Welcome to the jungle,
@ironchef - I'm at the same place as you are. The light at the end of the tunnel is that practice plus intelligence result in efficiency... or it could just be the oncoming train. I guess we'll find out!
You may be taking the numbers too seriously. Seriously. Also, assuming that you're going to do anything "mechanically" - vs. using your smarts and learned skills - is a losing strategy, and not worth assuming.
Sure, statistically the total expectancy of trading is zero - or, as you note, less. That's a lovely concept, and useful in some ways. But waiting for some statistical bogeyman to come and rob me of everything I've made so far (I wonder how he's going to get back all the money I've spent, the food I ate, etc.?) is a waste of my time; I've got trading to do, interesting things to learn, and so on. It's also worth considering the distribution of profits and losses within the trading population: who the hell says that
every trader must eventually lose his shirt? As the old joke goes, you don't have to outrun the bear - just the other guy (who, in this case, happens to be half of all the traders in the world. I'm willing to take that bet.)
I.e., assuming that you're going to lose is not particularly useful - and anybody who claims that improving your trading skills is
not a net positive is so full of shit that his eyes are brown and muddy.
Now, assuming you're pickin' up what I'm a-layin' down...
Flies, from my (small) experience and based on what I've learned so far, aren't just about direction; they're also about timing. They're not comparable to going purely directional, because the price moving too far (or too soon) in a fly trade will land you in negative P&L. Your opinion in opening one does not have to be "more right" than anyone else's; it just has to be right for the market - which no one can predict with any certainty (and thus be "right" ahead of time on.) If you do, say, a skip-strike put butterfly for a small credit, and the price ends up above your body strike, you
will make that credit, end of story. If the price goes below the body strike, you have additional time/strike distance to adjust it; if it goes below your break-even, you can adjust, or accept stock, or make other decisions. Averages - which is what MMs and such have on their side - be damned; each trade stands or falls on its own, and
that is something where statistics cannot apply.
(I'll note that I've never lost money trading flies yet. In fact, of the several hundred live trades I have taken since I started, more than 90% have resulted in gains, only a small percentage have been actual losses, and only
two have been of any meaningful size (nothing comparable to the total gains.) And I'm still in my first year of trading options.)

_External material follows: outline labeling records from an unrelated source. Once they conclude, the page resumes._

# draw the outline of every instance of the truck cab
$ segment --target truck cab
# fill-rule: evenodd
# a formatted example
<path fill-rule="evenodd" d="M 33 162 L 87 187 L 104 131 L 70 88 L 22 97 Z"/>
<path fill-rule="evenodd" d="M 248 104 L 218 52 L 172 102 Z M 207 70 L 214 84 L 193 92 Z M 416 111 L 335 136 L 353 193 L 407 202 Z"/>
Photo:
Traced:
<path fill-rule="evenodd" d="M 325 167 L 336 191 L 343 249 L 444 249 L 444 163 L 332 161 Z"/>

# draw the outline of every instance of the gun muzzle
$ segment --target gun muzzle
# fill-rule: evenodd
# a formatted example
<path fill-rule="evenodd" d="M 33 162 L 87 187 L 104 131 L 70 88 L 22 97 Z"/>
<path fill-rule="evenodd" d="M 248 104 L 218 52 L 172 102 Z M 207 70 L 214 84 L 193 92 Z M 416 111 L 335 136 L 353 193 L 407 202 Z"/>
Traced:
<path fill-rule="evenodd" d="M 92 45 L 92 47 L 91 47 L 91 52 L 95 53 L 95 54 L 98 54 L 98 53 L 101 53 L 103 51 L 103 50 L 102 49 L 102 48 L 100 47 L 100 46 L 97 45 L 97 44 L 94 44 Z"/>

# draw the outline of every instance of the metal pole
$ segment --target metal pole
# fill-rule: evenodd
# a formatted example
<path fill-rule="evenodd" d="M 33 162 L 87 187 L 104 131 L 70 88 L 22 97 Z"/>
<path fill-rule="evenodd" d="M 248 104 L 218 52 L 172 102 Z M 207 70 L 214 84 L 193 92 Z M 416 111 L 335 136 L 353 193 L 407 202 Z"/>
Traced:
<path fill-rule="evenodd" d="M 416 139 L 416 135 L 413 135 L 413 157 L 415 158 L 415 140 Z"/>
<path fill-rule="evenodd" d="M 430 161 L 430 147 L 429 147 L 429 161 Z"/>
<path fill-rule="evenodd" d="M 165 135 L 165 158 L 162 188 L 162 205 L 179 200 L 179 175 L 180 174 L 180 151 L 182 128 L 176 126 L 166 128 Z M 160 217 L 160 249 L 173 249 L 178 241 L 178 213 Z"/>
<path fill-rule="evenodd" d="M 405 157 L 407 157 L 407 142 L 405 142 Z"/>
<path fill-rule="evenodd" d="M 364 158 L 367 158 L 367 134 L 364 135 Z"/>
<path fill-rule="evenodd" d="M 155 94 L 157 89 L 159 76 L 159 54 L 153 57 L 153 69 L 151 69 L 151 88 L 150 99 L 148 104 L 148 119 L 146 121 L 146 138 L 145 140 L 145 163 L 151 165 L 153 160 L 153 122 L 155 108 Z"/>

Vol is easy to deal with by comparison to price - or at least easier. If I choose a stock with an IV rank of 100, what are its chances of going higher?
That's a 50% improvement over price action right off the bat. Admittedly, I've had GLD
stick at 100 for a good long while - but rolling it eventually put me in profit anyway. For a good two out of three high-IV trades that I've done, it behaved pretty much per spec.
Lest I make it sound too easy, it cost me lots of long days of study and practice, and I've spent more time feeling like an ignorant idiot - with money on the line! - than in just about anything I can remember over the course of decades. But... I'm getting there, feeling like less of one every day, and gaining in skills that I really value. I'll take that - plus the little bits of cash I've been making along the way - any time.
(Didn't mean to turn this into a book, but I guess I had a lot to say on the topic. Hope some of it is of use.